Reached by ARTnews, a spokesperson for the Whitney declined to comment on the protest.

[Read a complete timeline of the Kanders controversy.]

Since its first Whitney action, Decolonize This Place has teamed up with some 30 activist organizations, many of which were represented at Friday night’s event. Among them are P.A.I.N., a group founded by photographer Nan Goldin that aims to raise awareness of the Sackler family’s role in arts funding, as well as Art Space Sanctuary, Chinatown Art Brigade, and the People’s Cultural Plan.

At the start of the event, the action’s attendees occupied a gallery on the fifth floor of the Whitney that is home to part of the Warhol retrospective, which has been supported by Kanders. They stood in front of Warhol’s 25-foot-long painting Camouflage Last Supper (1986) and held up banners that read “BROUGHT TO YOU BY SAFARILAND,” “SAFARILAND SUPPLIES THE NYPD,” and “WARREN KANDERS MUST GO!,” among other phrases. Hung nearby the protestors was a Warhol screenprint of a handgun.

Protestors meeting in the Whitney’s lobby.

KATHERINE MCMAHON

After an acknowledgement that the protest was going to take place on Lenape land, members of various activist groups were invited to speak. Some of these organizations were arts-related; some were not. Some speakers specifically focused on Kanders; some barely mentioned him. Their comments were met with shouts and foot stamping from protestors.

As the evening’s proceedings began, word spread that the Guggenheim Museum had announced it would not accept donations from Sackler family members, some of whom have been accused of fueling the opioid crisis through sales of OxyContin via Purdue Pharma. This made P.A.I.N.’s presence at the protest something of an event unto itself, even if Goldin herself wasn’t present. “Direct actions work,” Megan Kapler, a member of P.A.I.N. said with a smile. She later told a rapt crowd: “We don’t want dirty money. We want transparency. We want accountability.”

Decolonize This Place’s protest in the Whitney’s galleries.

KATHERINE MCMAHON

Many speakers offered similarly pointed remarks at the peaceful protest. Abou Farman, whose group Art Space Sanctuary is now leading a campaign against Museum of Modern Art and MoMA trustee Larry Fink for allegedly profiting off private prisons in the U.S., said, “Kanders, have you ever felt tear gas? Has your family? Have you ever been in a detention center?”

Decolonize This Place’s protest in the Whitney’s galleries.

KATHERINE MCMAHON

“Safariland is maiming us,” Betty Yu, a member of Chinatown Art Brigade, said.

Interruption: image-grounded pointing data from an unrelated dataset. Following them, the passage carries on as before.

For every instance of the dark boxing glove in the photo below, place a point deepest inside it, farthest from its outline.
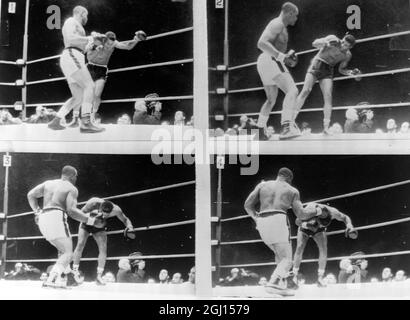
(291, 59)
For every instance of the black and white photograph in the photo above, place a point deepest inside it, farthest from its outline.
(312, 227)
(108, 227)
(311, 75)
(204, 154)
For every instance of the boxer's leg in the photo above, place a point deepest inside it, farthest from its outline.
(101, 240)
(302, 239)
(321, 241)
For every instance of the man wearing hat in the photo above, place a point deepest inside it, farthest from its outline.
(148, 110)
(316, 228)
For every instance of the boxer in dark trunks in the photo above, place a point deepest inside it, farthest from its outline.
(274, 198)
(332, 51)
(98, 58)
(106, 210)
(316, 228)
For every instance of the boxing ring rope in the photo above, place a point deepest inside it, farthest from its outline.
(385, 36)
(331, 233)
(160, 35)
(342, 196)
(145, 66)
(167, 256)
(365, 106)
(124, 195)
(364, 256)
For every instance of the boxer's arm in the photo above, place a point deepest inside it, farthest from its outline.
(71, 206)
(90, 204)
(326, 41)
(343, 66)
(300, 212)
(268, 36)
(71, 34)
(251, 201)
(33, 195)
(339, 216)
(126, 45)
(122, 217)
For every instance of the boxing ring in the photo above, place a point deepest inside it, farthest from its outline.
(30, 289)
(309, 143)
(13, 135)
(379, 290)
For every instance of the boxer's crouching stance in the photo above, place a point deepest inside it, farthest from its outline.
(105, 210)
(316, 228)
(275, 198)
(59, 200)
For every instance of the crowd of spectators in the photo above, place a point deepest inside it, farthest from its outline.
(147, 111)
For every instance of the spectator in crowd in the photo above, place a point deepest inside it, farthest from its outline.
(191, 276)
(163, 276)
(179, 118)
(336, 128)
(366, 123)
(387, 275)
(305, 128)
(391, 126)
(7, 118)
(42, 115)
(138, 267)
(124, 274)
(404, 128)
(330, 279)
(177, 278)
(263, 281)
(124, 119)
(23, 271)
(109, 277)
(400, 276)
(352, 121)
(270, 131)
(147, 112)
(190, 122)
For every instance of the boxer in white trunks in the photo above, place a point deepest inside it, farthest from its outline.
(59, 200)
(274, 198)
(72, 63)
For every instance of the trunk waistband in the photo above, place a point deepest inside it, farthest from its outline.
(270, 213)
(74, 48)
(51, 209)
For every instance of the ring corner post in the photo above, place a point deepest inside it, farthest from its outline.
(203, 260)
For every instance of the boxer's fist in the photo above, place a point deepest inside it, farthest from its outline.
(140, 35)
(291, 59)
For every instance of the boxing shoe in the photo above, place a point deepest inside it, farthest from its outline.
(55, 124)
(321, 282)
(289, 131)
(99, 280)
(75, 123)
(260, 135)
(87, 126)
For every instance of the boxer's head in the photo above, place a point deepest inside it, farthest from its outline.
(81, 14)
(348, 42)
(286, 174)
(111, 37)
(69, 173)
(107, 206)
(289, 13)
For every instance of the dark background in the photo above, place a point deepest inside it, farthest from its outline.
(317, 18)
(124, 17)
(319, 177)
(102, 176)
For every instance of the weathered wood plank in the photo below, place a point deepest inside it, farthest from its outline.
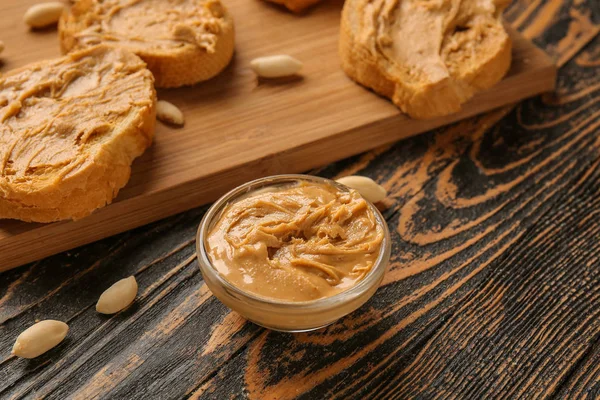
(492, 290)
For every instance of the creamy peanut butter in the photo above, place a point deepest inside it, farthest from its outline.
(55, 119)
(299, 242)
(154, 24)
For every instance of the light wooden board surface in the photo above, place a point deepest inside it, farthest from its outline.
(238, 128)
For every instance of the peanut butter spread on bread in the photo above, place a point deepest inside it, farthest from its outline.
(153, 24)
(296, 243)
(428, 56)
(182, 41)
(296, 5)
(69, 130)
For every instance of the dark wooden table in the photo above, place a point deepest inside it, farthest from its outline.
(493, 290)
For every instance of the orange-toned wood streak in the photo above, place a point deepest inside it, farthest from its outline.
(238, 128)
(493, 289)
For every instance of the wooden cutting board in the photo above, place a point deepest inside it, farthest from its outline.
(238, 128)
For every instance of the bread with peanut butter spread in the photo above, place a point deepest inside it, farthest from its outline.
(296, 5)
(69, 131)
(428, 57)
(182, 41)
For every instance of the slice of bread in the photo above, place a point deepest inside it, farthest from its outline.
(182, 41)
(296, 5)
(69, 131)
(427, 57)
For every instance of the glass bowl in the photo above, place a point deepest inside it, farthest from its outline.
(276, 314)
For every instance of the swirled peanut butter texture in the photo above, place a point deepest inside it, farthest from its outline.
(69, 130)
(182, 41)
(154, 24)
(296, 243)
(427, 56)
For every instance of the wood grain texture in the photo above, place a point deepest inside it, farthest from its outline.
(493, 291)
(238, 128)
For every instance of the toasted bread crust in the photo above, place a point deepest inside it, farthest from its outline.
(296, 5)
(434, 78)
(194, 51)
(69, 148)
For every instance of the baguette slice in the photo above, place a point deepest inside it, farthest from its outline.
(296, 5)
(427, 57)
(182, 41)
(69, 131)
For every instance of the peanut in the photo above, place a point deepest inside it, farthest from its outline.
(367, 187)
(169, 113)
(118, 296)
(275, 66)
(43, 14)
(39, 338)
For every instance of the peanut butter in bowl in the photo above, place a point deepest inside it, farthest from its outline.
(293, 252)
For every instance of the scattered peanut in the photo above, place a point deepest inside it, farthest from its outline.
(39, 338)
(169, 113)
(118, 296)
(44, 14)
(275, 66)
(367, 187)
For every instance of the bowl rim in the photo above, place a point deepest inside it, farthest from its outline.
(373, 277)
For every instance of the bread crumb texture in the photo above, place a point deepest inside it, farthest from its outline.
(427, 56)
(70, 129)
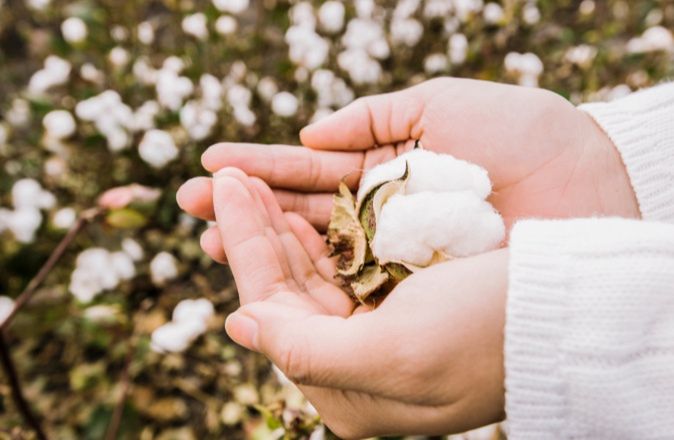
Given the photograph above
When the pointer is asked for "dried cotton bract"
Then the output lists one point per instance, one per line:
(411, 212)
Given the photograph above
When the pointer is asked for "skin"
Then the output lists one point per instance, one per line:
(429, 359)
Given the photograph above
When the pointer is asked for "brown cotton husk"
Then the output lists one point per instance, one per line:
(351, 230)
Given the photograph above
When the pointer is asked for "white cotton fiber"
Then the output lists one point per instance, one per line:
(413, 228)
(429, 171)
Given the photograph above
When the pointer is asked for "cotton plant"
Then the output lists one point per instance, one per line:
(417, 210)
(29, 198)
(189, 321)
(527, 67)
(96, 270)
(55, 72)
(111, 116)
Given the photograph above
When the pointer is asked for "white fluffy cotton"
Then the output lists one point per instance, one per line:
(412, 228)
(163, 268)
(74, 30)
(6, 307)
(157, 148)
(439, 213)
(96, 270)
(59, 124)
(190, 320)
(429, 171)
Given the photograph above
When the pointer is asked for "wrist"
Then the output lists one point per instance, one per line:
(613, 188)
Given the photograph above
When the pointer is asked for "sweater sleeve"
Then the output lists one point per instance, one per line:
(589, 337)
(641, 126)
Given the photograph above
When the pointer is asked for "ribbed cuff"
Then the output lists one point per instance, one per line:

In one of the protest’s most impassioned moments, she repeatedly yelled “Whitney Museum,” to which the crowd answered, “Shame on you!”

Eventually, the protest moved downstairs, to the entrance to the Whitney, where patrons waiting to get into pay-what-you-wish hours at the museum were forced to relocate temporarily. A group photo was taken, and short phrases were chanted. In something equivalent to a closing-credits sequence, the names of all the Decolonize This Place–allied groups were projected onto the Whitney’s facade.

The question now is: In what ways will activism continue in the run-up to the Whitney Biennial? In a letter released in January, ahead of the exhibition’s artist list being revealed, the activist collective W.A.G.E. called on participants to “demand to be paid for the content they provide and withhold that content until the demands of Whitney staff are met.” (The New York Times reported in February that each participant would receive a $1,500 sum.) And Forensic Architecture, one of the 2019 biennial’s participants, has said it will respond to the Kanders controversy, but has declined to provide details.

Now there is the “Nine Weeks” series, in which Decolonize This Place, working with 30 other activist organizations, has promised to hold one action each Friday in the run-up to the biennial. Tonight, one of the statements repeated by Rodriguez and other activists was: “This is only the beginning.”